3D volume imaging using iDISCO+ was applied to observe the spatial and temporal progression of tau pathology in deep structures of the brain of a mouse model that recapitulates the earliest stages of Alzheimer’s disease (AD). Tau pathology was compared at four timepoints, up to 34 months as it spread through the hippocampal formation and out into the neocortex along an anatomically connected route. Tau pathology was associated with significant gliosis. No evidence for uptake and accumulation of tau by glia was observed.
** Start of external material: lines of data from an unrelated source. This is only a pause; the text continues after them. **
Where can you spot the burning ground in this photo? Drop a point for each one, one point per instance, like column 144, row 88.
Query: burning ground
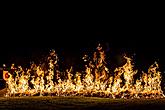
column 80, row 103
column 45, row 86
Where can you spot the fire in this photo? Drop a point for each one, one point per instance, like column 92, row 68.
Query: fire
column 96, row 80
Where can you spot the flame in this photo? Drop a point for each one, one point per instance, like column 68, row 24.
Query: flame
column 96, row 80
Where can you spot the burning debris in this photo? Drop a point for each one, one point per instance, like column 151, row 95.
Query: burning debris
column 96, row 81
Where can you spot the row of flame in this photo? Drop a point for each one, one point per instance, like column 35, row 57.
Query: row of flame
column 96, row 81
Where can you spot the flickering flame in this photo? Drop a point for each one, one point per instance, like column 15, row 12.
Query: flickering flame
column 96, row 81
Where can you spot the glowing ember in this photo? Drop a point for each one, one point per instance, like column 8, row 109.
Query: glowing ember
column 96, row 81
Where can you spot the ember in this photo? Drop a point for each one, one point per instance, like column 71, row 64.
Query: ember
column 96, row 81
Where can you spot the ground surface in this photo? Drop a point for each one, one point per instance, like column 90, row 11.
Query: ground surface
column 79, row 103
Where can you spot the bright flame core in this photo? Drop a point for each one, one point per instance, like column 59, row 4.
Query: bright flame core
column 96, row 81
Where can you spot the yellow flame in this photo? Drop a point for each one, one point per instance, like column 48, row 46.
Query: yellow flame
column 95, row 81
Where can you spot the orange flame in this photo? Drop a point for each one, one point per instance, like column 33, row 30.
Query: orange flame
column 96, row 81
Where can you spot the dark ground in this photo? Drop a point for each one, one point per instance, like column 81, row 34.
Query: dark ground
column 79, row 103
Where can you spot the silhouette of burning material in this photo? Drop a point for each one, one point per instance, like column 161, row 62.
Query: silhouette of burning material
column 96, row 81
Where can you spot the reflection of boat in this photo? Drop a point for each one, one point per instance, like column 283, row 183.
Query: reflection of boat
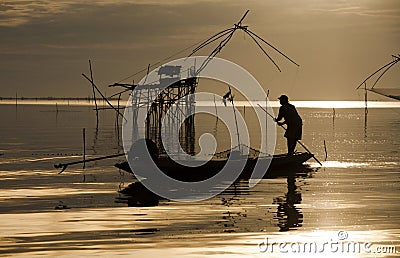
column 288, row 215
column 281, row 165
Neuronal cells did appear to have internalized tau, including in extrahippocampal areas as a small proportion of cells that had accumulated human tau protein did not express detectible levels of human tau mRNA. At the oldest timepoint, mature tau pathology in the entorhinal cortex (EC) was associated with significant cell loss. As in human AD, mature tau pathology in the EC and the presence of tau pathology in the neocortex correlated with cognitive impairment. 3D volume imaging is an ideal technique to easily monitor the spread of pathology over time in models of disease progression.